SPOKANE -- The Martin Luther King Jr. march made its way through downtown Spokane Monday morning without any issues. For some people, walking past the bench where a backpack bomb was planted two years ago is still fresh in their minds.
The second inauguration of President Barack Obama also elevated the meaning of the event. Many people planned their day so that they could enjoy both occasions. This year also marks the 50th anniversary of Doctors King's 'I Have a Dream' speech.
Each year has brought more attention and awareness to the local effort to honor a global icon. Among those in the crowd Monday were those who have followed the work of a civil rights pioneer for decades.
"I was in Selma, Alabama with Dr. King in 1965," said march organizer Etta Watkins. "It has been an important part of my life for some time."
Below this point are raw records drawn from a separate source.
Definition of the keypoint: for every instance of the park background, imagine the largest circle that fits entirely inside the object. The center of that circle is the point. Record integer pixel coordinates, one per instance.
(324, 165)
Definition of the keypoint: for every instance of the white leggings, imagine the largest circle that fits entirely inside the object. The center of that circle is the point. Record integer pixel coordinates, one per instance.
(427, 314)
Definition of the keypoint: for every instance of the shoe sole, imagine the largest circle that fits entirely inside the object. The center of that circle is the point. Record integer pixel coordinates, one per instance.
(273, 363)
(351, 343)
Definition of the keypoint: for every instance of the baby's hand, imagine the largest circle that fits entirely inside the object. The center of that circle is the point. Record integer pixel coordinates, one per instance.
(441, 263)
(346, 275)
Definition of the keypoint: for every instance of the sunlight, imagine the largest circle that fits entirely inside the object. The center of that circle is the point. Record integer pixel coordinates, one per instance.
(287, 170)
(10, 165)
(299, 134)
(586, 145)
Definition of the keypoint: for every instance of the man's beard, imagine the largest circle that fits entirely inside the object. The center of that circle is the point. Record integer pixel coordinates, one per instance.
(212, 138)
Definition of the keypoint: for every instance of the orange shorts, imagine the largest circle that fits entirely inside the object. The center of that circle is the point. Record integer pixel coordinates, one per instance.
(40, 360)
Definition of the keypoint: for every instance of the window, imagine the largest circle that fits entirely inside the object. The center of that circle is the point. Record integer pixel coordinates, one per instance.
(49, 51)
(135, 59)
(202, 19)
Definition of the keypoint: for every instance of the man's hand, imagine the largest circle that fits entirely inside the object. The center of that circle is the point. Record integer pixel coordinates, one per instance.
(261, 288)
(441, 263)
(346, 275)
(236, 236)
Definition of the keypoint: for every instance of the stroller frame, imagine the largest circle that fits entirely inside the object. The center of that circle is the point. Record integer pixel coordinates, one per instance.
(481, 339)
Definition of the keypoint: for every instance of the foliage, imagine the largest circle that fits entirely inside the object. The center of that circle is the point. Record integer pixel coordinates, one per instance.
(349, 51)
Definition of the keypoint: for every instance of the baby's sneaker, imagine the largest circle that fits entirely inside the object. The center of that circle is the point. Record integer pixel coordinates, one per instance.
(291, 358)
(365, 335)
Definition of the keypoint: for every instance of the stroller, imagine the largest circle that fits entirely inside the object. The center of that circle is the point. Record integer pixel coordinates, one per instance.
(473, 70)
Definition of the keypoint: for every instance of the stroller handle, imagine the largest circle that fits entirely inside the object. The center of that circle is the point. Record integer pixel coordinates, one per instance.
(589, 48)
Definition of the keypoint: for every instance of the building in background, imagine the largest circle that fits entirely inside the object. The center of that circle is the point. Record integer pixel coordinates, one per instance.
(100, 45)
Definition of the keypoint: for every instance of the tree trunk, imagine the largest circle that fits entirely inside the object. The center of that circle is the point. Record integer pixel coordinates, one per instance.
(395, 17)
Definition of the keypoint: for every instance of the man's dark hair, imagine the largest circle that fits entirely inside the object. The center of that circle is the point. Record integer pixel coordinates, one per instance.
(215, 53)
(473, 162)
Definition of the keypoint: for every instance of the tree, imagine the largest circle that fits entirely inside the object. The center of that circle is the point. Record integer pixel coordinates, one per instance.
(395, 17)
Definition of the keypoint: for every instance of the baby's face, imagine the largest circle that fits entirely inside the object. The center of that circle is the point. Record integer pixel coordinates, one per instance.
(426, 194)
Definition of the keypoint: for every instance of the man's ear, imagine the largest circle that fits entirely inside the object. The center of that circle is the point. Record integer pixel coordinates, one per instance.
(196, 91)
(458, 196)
But as the community took a step forward with each new march, they were still thinking about the effort by one man to hold back the message of event. An improvised explosive device was placed inside a backpack along the march route. It never went off. Spokane Police were able to contain the situation without disrupting the march. A federal judge sentenced Kevin Harpham of placing the bomb on the route to 32 years in prison. This year, the planned attack was still a concern for some in the march.
"I thought about it but I think this cause is worth enough," said Jim Buford who participated in the march.
Others said they believe the incident not only helped to make the event more secure but also more of a success.